Le sinergie operative hanno consentito al Nucleo di polizia economico-finanziaria Torino e alla Compagnia Carabinieri di Venaria Reale di individuare sul territorio della città di Torino ed hinterland 5 opifici nascosti, dediti alla produzione illegale di sigarette, e 2 depositi per lo stoccaggio del materiale illecito.
La grande capacità produttiva degli stabilimenti clandestini è dimostrata dai quantitativi di materiali di contrabbando rinvenuti e sottoposti a sequestro: nel complesso più di 230 tonnellate di tabacco lavorato di provenienza extra Ue e circa 22 tonnellate di sigarette, in gran parte già confezionate in pacchetti con i marchi contraffatti di noti brand del settore.
In particolare, i siti produttivi (completi di linee con costosi macchinari, apparati e strumenti tecnologici) e i depositi sequestrati sono stati localizzati nell’area settentrionale del territorio del capoluogo piemontese, nei quartieri di Madonna di Campagna, Barca e Rebaudengo, olre che nei comuni di Caselle Torinese e Venaria Reale.
I siti erano mimetizzati in aree industriali per dissimulare una normale attività d’impresa, ma con l’adozione di molti accorgimenti per svolgere nel massimo riserbo l’illecita produzione di sigarette che avveniva al loro interno.
I militari hanno rilevato la presenza di sofisticate linee produttive, perfettamente funzionanti, con processi automatizzati ad alta velocità per l’assemblaggio delle sigarette e il confezionamento finale dei pacchetti, partendo dal tabacco trinciato e dal materiale accessorio necessario (filtri, cartine, cartoncini per il packaging, ecc.), anch’esso riportante il marchio contraffatto di noti produttori internazionali autorizzati e presente in grandissime quantità presso i siti (sono stati infatti rinvenuti circa 538 milioni di componenti per la realizzazione e il confezionamento delle sigarette recanti marchi contraffatti).
Gli impianti venivano alimentati con gruppi elettrogeni, allo scopo di non rendere rilevabile, dai picchi di consumo dell’energia elettrica, la presenza di macchinari funzionanti a pieno ritmo.
Le finestre che davano verso l’esterno erano state oscurate mentre negli ambienti più interni, illuminati solo artificialmente, erano stati allestiti alloggiamenti per il personale addetto, proveniente da Paesi dell’Est europeo e impiegato in condizioni di sfruttamento e in spregio alle norme di sicurezza.
Si trattava, in tutta evidenza, di un ambiente lavorativo degradante e vessatorio: i lavoratori venivano di fatto rinchiusi nelle fabbriche senza poter avere alcun contatto con l’esterno e costretti a turni massacranti, senza possibilità di riposo e deprivati di ogni forma di tutela.
Dalle perizie disposte su alcune delle linee di assemblaggio e confezionamento dei pacchetti di sigarette è emersa l’intensa attività produttiva realizzata durante il periodo di operatività clandestina.

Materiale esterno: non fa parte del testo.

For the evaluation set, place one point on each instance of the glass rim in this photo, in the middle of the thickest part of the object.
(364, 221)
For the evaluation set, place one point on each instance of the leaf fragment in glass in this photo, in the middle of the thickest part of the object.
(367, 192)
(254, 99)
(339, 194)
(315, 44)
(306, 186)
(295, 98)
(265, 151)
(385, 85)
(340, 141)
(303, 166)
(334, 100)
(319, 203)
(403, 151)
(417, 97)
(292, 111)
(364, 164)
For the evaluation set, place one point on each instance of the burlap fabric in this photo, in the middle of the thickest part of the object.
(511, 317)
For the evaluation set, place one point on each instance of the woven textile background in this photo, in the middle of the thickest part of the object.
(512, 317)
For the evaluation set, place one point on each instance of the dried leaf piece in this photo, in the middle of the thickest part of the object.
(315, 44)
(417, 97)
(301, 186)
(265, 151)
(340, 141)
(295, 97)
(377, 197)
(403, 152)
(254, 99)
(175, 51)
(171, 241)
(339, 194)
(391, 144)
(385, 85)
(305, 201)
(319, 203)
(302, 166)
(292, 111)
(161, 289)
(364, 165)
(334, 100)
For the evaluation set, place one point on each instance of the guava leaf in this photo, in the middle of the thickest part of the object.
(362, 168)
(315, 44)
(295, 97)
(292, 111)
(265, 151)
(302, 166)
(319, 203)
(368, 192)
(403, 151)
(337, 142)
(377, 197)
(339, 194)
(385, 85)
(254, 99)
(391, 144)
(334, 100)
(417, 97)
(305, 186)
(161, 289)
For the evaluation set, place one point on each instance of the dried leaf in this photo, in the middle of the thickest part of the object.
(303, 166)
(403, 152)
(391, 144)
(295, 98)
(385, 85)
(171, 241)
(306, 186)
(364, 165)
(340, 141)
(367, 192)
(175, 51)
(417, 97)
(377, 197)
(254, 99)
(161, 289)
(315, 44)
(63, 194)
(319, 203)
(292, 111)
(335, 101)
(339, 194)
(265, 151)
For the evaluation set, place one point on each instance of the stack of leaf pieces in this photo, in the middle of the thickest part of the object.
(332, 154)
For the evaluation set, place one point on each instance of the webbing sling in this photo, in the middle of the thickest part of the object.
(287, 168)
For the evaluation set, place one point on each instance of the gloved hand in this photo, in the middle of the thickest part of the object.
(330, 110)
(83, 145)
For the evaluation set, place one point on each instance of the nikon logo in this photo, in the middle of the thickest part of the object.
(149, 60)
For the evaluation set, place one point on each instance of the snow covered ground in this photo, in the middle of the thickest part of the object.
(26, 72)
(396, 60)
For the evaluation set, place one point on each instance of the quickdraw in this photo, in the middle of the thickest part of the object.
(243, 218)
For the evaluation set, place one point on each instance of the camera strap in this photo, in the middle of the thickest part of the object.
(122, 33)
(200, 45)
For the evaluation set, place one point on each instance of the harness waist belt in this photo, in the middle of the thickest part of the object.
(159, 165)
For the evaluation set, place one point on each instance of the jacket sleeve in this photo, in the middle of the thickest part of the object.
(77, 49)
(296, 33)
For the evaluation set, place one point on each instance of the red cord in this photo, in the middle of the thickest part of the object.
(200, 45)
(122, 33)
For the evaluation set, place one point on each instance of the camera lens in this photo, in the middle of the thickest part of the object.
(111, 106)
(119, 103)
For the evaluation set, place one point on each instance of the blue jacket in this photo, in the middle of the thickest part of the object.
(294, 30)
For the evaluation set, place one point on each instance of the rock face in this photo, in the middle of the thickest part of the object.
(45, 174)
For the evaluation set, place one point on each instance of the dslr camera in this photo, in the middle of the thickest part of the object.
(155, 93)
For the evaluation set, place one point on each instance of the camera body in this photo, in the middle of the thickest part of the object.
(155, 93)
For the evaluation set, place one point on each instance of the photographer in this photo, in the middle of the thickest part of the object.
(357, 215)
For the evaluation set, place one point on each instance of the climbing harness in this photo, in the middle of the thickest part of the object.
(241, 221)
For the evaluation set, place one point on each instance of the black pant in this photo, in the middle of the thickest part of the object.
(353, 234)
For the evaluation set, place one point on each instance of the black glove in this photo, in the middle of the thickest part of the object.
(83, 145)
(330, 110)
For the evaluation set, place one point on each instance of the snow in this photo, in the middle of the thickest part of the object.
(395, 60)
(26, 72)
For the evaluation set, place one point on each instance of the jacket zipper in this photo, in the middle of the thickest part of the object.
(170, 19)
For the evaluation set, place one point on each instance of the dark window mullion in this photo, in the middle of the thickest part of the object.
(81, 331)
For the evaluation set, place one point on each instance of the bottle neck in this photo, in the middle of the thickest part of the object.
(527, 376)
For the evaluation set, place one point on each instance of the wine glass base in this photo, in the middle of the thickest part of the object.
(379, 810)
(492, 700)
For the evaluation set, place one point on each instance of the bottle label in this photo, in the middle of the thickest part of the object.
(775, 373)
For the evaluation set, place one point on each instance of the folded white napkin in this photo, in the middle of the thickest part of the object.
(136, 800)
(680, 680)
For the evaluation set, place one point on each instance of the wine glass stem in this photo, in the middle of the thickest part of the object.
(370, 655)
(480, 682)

È stato stimato, infatti, che ognuna di esse abbia potuto agevolmente produrre 48 mila pacchetti di sigarette al giorno, da cui un volume immesso sul mercato illegale valutabile (in via del tutto prudenziale) in almeno 35 milioni di pacchetti (corrispondenti a 700 tonnellate di prodotto). Un quantitativo, questo, che può aver fruttato agli organizzatori dell’illecito traffico guadagni stimati in non meno di € 175 milioni. Ciò con una correlativa evasione di accisa sui tabacchi quantificabile in € 112 milioni circa, oltre a IVA per € 28 milioni.
Va inoltre sottolineato come la sinergia istituzionale, dopo l’effettuazione dei sequestri, si sia estesa all’Agenzia delle dogane e dei monopoli (Ufficio dei Monopoli di Torino) nonché al Comando Provinciale del Corpo nazionale dei Vigili del fuoco di Torino nella fase della gestione del materiale cautelato che, anche grazie alla collaborazione della Città Metropolitana di Torino, è stato già avviato a completa distruzione.